Comment le stress se classe-t-il parmi les facteurs qui affectent la longueur des télomères ?

Les deux plus grands facteurs sont le vieillissement chronologique et la génétique, mais le stress est maintenant sur la carte comme l’un des prédicteurs les plus cohérents de la longueur plus courte des télomères. Le type de stress détermine l’ampleur de son effet. Il semble que les expositions à de multiples adversités au début de la vie, comme la négligence envers les enfants, aient les effets les plus importants, puisqu’elles se poursuivent jusqu’à la fin de l’âge adulte, ou qu’elles mettent en place des mécanismes persistants qui maintiennent les télomères courts tout au long de la vie, comme une réactivité exagérée au stress et de mauvais comportements en matière de santé. Les facteurs de stress tels que les soins prodigués à la fin de la vie ont également un effet. Nous pouvons donc observer cette relation entre le stress et le vieillissement cellulaire tout au long de la vie, et elle est fondamentale pour notre construction. Notre cerveau est constamment à la recherche de menaces pour notre survie. Lorsque nous exposons notre corps à des années de stress chronique, nous constatons des effets qui annulent le vieillissement normal, donnant à nos télomères l’apparence de ceux d’une personne beaucoup plus âgée.
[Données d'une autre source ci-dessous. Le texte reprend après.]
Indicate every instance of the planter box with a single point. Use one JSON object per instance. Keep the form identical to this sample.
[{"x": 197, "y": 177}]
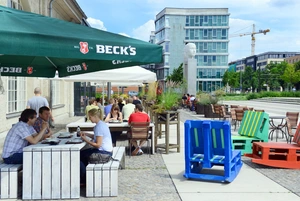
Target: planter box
[
  {"x": 200, "y": 108},
  {"x": 208, "y": 112}
]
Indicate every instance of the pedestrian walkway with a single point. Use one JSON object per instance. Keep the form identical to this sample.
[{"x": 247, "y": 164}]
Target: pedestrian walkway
[
  {"x": 250, "y": 184},
  {"x": 160, "y": 177}
]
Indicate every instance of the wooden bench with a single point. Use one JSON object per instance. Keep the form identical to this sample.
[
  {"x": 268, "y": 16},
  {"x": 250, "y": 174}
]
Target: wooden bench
[
  {"x": 9, "y": 180},
  {"x": 102, "y": 179},
  {"x": 254, "y": 128},
  {"x": 208, "y": 144}
]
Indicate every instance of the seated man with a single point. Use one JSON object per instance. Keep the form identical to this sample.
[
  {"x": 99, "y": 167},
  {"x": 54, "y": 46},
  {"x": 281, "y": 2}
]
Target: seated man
[
  {"x": 128, "y": 109},
  {"x": 44, "y": 115},
  {"x": 20, "y": 135},
  {"x": 138, "y": 116}
]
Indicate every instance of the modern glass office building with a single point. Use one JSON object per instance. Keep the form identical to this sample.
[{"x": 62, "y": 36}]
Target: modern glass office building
[{"x": 208, "y": 29}]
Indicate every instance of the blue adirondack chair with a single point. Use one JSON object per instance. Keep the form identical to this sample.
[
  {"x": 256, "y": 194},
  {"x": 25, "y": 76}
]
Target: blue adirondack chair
[{"x": 208, "y": 144}]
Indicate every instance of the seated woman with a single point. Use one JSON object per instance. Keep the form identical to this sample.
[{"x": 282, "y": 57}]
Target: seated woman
[
  {"x": 114, "y": 115},
  {"x": 101, "y": 142}
]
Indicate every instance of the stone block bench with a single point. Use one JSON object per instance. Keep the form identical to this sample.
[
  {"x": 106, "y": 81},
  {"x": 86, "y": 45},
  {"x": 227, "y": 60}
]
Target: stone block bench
[
  {"x": 102, "y": 179},
  {"x": 9, "y": 180}
]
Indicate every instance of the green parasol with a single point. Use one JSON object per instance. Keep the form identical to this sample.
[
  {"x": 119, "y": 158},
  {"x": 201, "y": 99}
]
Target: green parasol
[{"x": 34, "y": 45}]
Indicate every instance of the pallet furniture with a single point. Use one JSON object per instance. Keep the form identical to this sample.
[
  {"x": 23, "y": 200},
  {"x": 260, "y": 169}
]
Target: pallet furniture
[
  {"x": 276, "y": 154},
  {"x": 52, "y": 171},
  {"x": 254, "y": 128},
  {"x": 102, "y": 179},
  {"x": 9, "y": 180},
  {"x": 208, "y": 144},
  {"x": 167, "y": 118},
  {"x": 296, "y": 135},
  {"x": 124, "y": 126}
]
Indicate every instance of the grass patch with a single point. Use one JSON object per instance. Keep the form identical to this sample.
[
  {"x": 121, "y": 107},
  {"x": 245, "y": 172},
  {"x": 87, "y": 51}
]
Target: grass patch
[{"x": 233, "y": 98}]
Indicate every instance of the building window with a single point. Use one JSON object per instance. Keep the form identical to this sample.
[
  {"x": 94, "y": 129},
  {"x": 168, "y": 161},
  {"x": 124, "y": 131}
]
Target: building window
[
  {"x": 16, "y": 4},
  {"x": 55, "y": 92},
  {"x": 16, "y": 91}
]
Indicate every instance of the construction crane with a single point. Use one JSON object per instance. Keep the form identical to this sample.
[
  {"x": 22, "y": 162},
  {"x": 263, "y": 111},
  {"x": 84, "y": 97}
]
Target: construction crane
[{"x": 252, "y": 37}]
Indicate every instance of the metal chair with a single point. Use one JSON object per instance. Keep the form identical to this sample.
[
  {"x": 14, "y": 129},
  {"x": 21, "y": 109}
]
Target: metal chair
[
  {"x": 293, "y": 118},
  {"x": 138, "y": 131}
]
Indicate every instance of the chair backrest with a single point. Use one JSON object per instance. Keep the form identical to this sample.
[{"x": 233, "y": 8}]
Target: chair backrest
[
  {"x": 239, "y": 114},
  {"x": 255, "y": 124},
  {"x": 259, "y": 110},
  {"x": 233, "y": 113},
  {"x": 293, "y": 118},
  {"x": 234, "y": 106},
  {"x": 208, "y": 138},
  {"x": 217, "y": 109},
  {"x": 296, "y": 138},
  {"x": 222, "y": 111},
  {"x": 139, "y": 130}
]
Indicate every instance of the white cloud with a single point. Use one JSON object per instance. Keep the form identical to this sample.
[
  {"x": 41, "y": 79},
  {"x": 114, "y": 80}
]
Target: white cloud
[
  {"x": 95, "y": 23},
  {"x": 143, "y": 32},
  {"x": 124, "y": 34}
]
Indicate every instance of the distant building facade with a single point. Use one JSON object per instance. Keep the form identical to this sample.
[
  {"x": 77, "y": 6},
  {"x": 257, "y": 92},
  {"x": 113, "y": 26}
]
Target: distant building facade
[
  {"x": 260, "y": 61},
  {"x": 293, "y": 59},
  {"x": 208, "y": 29},
  {"x": 19, "y": 89}
]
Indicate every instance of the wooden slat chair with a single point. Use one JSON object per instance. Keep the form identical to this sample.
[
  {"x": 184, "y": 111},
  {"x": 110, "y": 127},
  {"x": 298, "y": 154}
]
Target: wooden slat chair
[
  {"x": 239, "y": 112},
  {"x": 293, "y": 135},
  {"x": 254, "y": 128},
  {"x": 293, "y": 118},
  {"x": 138, "y": 131},
  {"x": 208, "y": 143},
  {"x": 217, "y": 110},
  {"x": 223, "y": 114},
  {"x": 233, "y": 116},
  {"x": 259, "y": 110}
]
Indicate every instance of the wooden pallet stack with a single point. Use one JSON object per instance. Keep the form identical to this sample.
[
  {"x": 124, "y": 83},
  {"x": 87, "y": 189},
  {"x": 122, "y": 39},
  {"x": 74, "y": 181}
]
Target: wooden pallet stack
[
  {"x": 254, "y": 128},
  {"x": 276, "y": 154}
]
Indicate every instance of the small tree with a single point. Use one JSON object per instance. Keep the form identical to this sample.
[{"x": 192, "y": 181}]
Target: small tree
[
  {"x": 177, "y": 75},
  {"x": 290, "y": 75}
]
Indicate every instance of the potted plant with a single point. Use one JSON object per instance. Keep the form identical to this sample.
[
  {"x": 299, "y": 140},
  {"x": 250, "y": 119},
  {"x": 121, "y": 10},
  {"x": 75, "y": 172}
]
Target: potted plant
[{"x": 205, "y": 104}]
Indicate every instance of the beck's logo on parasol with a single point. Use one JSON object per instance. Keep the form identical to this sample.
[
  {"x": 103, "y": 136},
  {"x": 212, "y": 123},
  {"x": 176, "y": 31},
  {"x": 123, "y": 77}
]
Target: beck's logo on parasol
[
  {"x": 29, "y": 70},
  {"x": 84, "y": 47},
  {"x": 84, "y": 66}
]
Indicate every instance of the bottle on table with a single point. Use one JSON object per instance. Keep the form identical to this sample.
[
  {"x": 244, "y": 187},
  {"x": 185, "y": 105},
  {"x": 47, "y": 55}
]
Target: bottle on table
[{"x": 78, "y": 131}]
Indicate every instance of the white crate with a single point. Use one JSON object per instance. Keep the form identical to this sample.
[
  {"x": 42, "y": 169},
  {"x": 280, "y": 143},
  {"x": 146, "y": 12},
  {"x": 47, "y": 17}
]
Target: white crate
[
  {"x": 102, "y": 179},
  {"x": 9, "y": 180}
]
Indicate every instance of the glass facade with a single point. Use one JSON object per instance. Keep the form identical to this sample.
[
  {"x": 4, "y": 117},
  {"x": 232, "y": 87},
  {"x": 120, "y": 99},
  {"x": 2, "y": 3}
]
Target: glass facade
[
  {"x": 206, "y": 34},
  {"x": 207, "y": 20},
  {"x": 208, "y": 86},
  {"x": 210, "y": 72},
  {"x": 176, "y": 27},
  {"x": 211, "y": 60}
]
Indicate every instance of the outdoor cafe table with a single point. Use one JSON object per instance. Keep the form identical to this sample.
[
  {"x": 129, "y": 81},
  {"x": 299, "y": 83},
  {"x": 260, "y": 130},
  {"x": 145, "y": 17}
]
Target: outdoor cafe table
[
  {"x": 52, "y": 171},
  {"x": 86, "y": 126}
]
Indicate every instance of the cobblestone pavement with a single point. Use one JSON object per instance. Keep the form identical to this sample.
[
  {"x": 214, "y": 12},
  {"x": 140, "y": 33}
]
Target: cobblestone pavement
[
  {"x": 144, "y": 178},
  {"x": 287, "y": 178}
]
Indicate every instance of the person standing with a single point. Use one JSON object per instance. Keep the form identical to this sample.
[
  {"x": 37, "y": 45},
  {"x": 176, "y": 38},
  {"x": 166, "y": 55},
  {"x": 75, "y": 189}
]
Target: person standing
[
  {"x": 20, "y": 135},
  {"x": 138, "y": 116},
  {"x": 92, "y": 105},
  {"x": 128, "y": 109},
  {"x": 114, "y": 115},
  {"x": 101, "y": 142},
  {"x": 44, "y": 115},
  {"x": 37, "y": 101}
]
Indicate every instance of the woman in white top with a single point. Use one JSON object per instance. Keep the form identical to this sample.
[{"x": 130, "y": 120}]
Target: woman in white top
[{"x": 101, "y": 142}]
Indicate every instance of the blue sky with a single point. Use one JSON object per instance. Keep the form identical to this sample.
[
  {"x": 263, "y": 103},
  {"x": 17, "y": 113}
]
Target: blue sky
[{"x": 135, "y": 18}]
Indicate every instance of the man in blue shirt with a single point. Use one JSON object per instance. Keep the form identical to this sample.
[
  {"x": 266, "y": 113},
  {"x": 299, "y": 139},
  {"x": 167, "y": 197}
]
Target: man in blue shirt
[
  {"x": 20, "y": 135},
  {"x": 107, "y": 108}
]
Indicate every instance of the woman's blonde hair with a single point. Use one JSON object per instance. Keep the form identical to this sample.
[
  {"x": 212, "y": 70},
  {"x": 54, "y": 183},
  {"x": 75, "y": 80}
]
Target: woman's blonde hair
[
  {"x": 114, "y": 107},
  {"x": 96, "y": 112}
]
Lorsque nous examinons des groupes de personnes souffrant de troubles psychiatriques liés à des réponses émotionnelles dysrégulées, en particulier la dépression, et que nous les comparons à des témoins qui n’ont jamais connu ces troubles, ils ont systématiquement des télomères plus courts.
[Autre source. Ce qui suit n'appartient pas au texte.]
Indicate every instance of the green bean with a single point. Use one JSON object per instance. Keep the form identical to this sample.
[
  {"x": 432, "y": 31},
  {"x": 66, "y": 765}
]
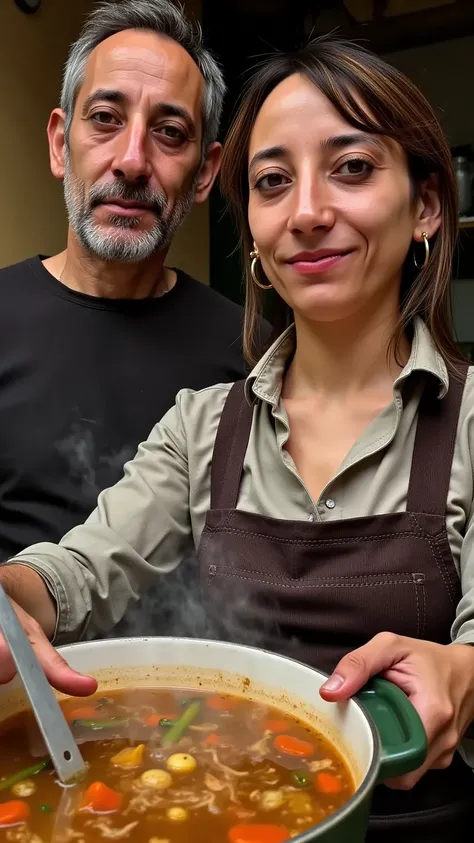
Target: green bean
[
  {"x": 301, "y": 778},
  {"x": 178, "y": 728},
  {"x": 25, "y": 774}
]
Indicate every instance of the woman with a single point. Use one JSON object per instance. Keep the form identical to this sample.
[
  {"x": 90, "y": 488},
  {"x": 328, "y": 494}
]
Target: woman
[{"x": 338, "y": 511}]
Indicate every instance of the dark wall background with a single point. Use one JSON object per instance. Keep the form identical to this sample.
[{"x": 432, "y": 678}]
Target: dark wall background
[{"x": 238, "y": 32}]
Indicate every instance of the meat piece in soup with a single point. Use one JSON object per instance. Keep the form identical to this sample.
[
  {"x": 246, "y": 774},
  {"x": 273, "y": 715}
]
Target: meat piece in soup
[{"x": 168, "y": 766}]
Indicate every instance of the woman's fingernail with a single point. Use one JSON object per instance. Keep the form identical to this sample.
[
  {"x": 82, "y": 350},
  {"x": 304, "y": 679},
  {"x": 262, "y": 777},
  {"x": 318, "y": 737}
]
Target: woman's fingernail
[{"x": 333, "y": 683}]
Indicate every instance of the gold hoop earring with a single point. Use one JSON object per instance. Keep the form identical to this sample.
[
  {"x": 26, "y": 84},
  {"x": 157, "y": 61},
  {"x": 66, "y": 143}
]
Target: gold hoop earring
[
  {"x": 427, "y": 252},
  {"x": 255, "y": 257}
]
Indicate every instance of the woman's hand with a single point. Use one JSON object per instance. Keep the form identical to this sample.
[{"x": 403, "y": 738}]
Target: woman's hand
[
  {"x": 438, "y": 680},
  {"x": 28, "y": 587}
]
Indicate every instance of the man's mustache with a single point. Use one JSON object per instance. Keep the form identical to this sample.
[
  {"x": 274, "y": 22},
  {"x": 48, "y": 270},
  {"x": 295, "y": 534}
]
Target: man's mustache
[{"x": 141, "y": 194}]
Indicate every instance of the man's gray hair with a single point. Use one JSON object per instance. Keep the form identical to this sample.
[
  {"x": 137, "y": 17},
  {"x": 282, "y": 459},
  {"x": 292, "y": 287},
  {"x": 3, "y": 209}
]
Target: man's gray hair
[{"x": 163, "y": 17}]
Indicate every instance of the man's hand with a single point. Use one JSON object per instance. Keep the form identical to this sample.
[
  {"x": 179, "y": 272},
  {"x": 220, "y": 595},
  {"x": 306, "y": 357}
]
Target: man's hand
[
  {"x": 26, "y": 585},
  {"x": 438, "y": 680}
]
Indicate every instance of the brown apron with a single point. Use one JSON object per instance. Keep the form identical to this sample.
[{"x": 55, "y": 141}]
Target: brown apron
[{"x": 315, "y": 591}]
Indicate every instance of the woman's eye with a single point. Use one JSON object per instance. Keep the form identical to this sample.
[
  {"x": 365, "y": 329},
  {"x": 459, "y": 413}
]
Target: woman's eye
[
  {"x": 355, "y": 167},
  {"x": 271, "y": 180}
]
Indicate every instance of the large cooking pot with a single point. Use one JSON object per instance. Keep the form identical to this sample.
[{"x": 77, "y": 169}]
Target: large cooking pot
[{"x": 379, "y": 732}]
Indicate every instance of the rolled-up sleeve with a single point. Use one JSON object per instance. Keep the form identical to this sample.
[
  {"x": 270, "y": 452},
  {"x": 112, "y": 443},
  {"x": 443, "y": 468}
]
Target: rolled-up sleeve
[{"x": 140, "y": 528}]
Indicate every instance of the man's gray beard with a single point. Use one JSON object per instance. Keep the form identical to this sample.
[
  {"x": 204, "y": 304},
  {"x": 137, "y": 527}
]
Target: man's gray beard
[{"x": 116, "y": 245}]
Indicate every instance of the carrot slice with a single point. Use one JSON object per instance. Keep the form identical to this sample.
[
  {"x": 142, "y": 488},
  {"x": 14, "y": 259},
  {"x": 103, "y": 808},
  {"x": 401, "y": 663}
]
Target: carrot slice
[
  {"x": 213, "y": 739},
  {"x": 258, "y": 834},
  {"x": 98, "y": 797},
  {"x": 14, "y": 812},
  {"x": 219, "y": 702},
  {"x": 276, "y": 726},
  {"x": 293, "y": 746},
  {"x": 327, "y": 783},
  {"x": 85, "y": 712},
  {"x": 154, "y": 719}
]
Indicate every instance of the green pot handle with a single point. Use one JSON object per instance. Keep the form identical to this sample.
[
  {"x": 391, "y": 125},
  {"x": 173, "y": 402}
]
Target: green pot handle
[{"x": 402, "y": 735}]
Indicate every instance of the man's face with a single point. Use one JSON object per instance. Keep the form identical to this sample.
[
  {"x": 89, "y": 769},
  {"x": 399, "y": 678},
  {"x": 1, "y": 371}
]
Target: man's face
[{"x": 131, "y": 162}]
À quel âge les effets négatifs du stress commencent-ils ?

Si l’on veut être littéral, cela commence avant la conception. L’environnement intra-utérin d’un bébé est façonné par la santé physique préexistante de la maman. Plusieurs études se sont également penchées sur la santé maternelle et les télomères dans la progéniture. Jusqu’à présent, nous avons constaté dans une petite étude que plus l’anxiété prénatale de la mère est élevée, plus la longueur des télomères du bébé est courte, comme le montrent les travaux de Sonja Entringer, Ph.D., Pathik Wadhwa, Ph.D., et d’autres. Ce scénario prépare le terrain pour une trajectoire accélérée du vieillissement. Il s’agit peut-être, en fait, de l’une des périodes les plus critiques pour ce qui est de l’impact sur le vieillissement cellulaire. La transmission transgénérationnelle des risques doit être prise en compte pour comprendre et améliorer la santé publique.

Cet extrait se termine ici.